Thought I'd pass on a Driving Concepts school at California Speedway on Thurs. March 13th leading up to Tech Fest West 2003.

There is a $70 discount for people registered for the Tech Fest. 

http://www.bmwclubla.org/techfestwest2003/


----------



## Raffi (May 18, 2002)

Here's the link to the Schedule:

http://www.drivingconcepts.com/schedule.html

And here's the application:

http://www.drivingconcepts.com/application_menu.html

See you there. :bigpimp:


----------



## scottn2retro (Mar 20, 2002)

Will Stuka be there going sideways?


----------



## Raffi (May 18, 2002)

scottn2retro said:


> *Will Stuka be there going sideways?  *


Maybe - though Carl McGinn would not appreciate sideways driving and would definitely relegate Stuka to DFL ("D" For Life)! :lmao: :lmao:

Are you going Stuka???? :dunno:


----------



## The HACK (Dec 19, 2001)

I'm there doode.

I wonder if we (those of us who signed up to help organize the event) will be given free passes to the seminars, as well as the $75 discount at the DC event.
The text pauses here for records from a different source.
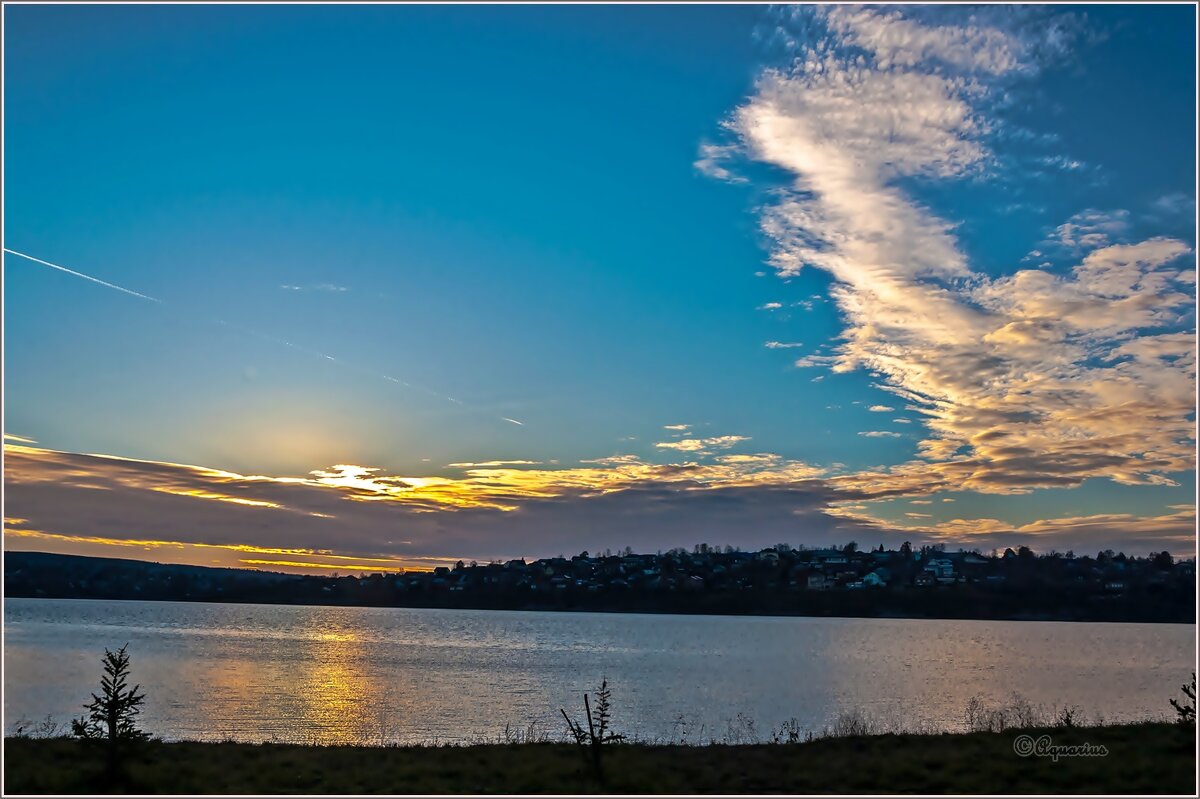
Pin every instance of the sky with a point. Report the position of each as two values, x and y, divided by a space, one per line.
327 288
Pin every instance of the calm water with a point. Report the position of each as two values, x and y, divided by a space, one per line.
259 672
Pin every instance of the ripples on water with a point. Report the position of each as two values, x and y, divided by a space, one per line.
348 674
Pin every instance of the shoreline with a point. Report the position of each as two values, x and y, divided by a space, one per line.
1135 758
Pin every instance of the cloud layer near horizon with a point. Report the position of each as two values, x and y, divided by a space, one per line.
351 517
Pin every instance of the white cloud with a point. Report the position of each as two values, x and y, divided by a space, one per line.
702 444
1025 379
1091 228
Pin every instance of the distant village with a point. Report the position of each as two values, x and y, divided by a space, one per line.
786 569
781 580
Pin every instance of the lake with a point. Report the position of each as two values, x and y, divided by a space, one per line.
353 674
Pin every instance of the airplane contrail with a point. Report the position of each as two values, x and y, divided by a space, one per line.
257 334
87 277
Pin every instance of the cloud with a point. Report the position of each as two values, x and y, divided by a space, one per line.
318 287
355 518
1090 229
491 463
1032 378
702 444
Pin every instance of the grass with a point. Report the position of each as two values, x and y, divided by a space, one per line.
1149 757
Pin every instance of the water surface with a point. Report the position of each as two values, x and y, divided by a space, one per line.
351 674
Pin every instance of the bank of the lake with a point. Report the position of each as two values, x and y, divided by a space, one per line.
1141 758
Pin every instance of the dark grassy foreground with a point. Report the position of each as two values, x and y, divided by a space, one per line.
1141 758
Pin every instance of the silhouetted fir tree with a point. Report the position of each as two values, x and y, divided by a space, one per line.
112 715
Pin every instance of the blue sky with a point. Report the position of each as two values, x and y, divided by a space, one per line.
514 208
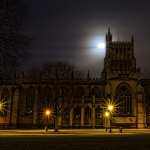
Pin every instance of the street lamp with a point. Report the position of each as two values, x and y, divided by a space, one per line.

If not, then it's still worth paying the $195 (8 WHOPPIN' MEALS!) and get the DC discount. :thumbup: 

In any case, time to start saving up vacation time man!


----------



## Kaz (Dec 21, 2001)

I need to look at the TechFest site and the costs but my issue is more likely saving up the money, not the vacation time, since it appears I currently have about 6.5 weeks of that.


----------



## scottn2retro (Mar 20, 2002)

Kaz said:


> *I need to look at the TechFest site and the costs but my issue is more likely saving up the money, not the vacation time, since it appears I currently have about 6.5 weeks of that.  *


Solution: Sell some of your vacation time


----------



## Kaz (Dec 21, 2001)

scottn2retro said:


> *Solution: Sell some of your vacation time  *


Yeah, I wish.


----------



## Mr Paddle.Shift (Dec 19, 2001)

I think I will be down with this event too...:thumbup: 

Btw Raffi, Andy "WRX" will be joining us too. :angel:


----------



## Raffi (May 18, 2002)

VinceTopasBlau3 said:


> *
> Btw Raffi, Andy "WRX" will be joining us too. :angel: *


Cool. :thumbup: I will sign up tomorrow.


----------



## Mr Paddle.Shift (Dec 19, 2001)

Wooo...wait a minute. 

$380 for one day?  I thought CCA organized a similar one for 1 weekend for $600 and we were b*tching about it. :dunno:



Raffi said:


> *Cool. :thumbup: I will sign up tomorrow. *


----------



## Raffi (May 18, 2002)

VinceTopasBlau3 said:


> *Wooo...wait a minute.
> 
> $380 for one day?  I thought CCA organized a similar one for 1 weekend for $600 and we were b*tching about it. :dunno: *


  :violent: :flipoff: :flipoff: :angel:


----------



## scottn2retro (Mar 20, 2002)

VinceTopasBlau3 said:


> *$380 for one day? *


I hope that's not after the $70 discount.

Unfortunately, the rent at California Speedway is a lot higher than the other tracks in the area.


----------



## Raffi (May 18, 2002)

scottn2retro said:


> *I hope that's not after the $70 discount.
> 
> *


It is after the discount - it is $450 for non-TFW participants.


----------



## The HACK (Dec 19, 2001)

Raffi said:


> *It is after the discount - it is $450 for non-TFW participants.  *


How about TFW volunteers? 

$450 is still a good price for the size of Driving Concept's classes.


----------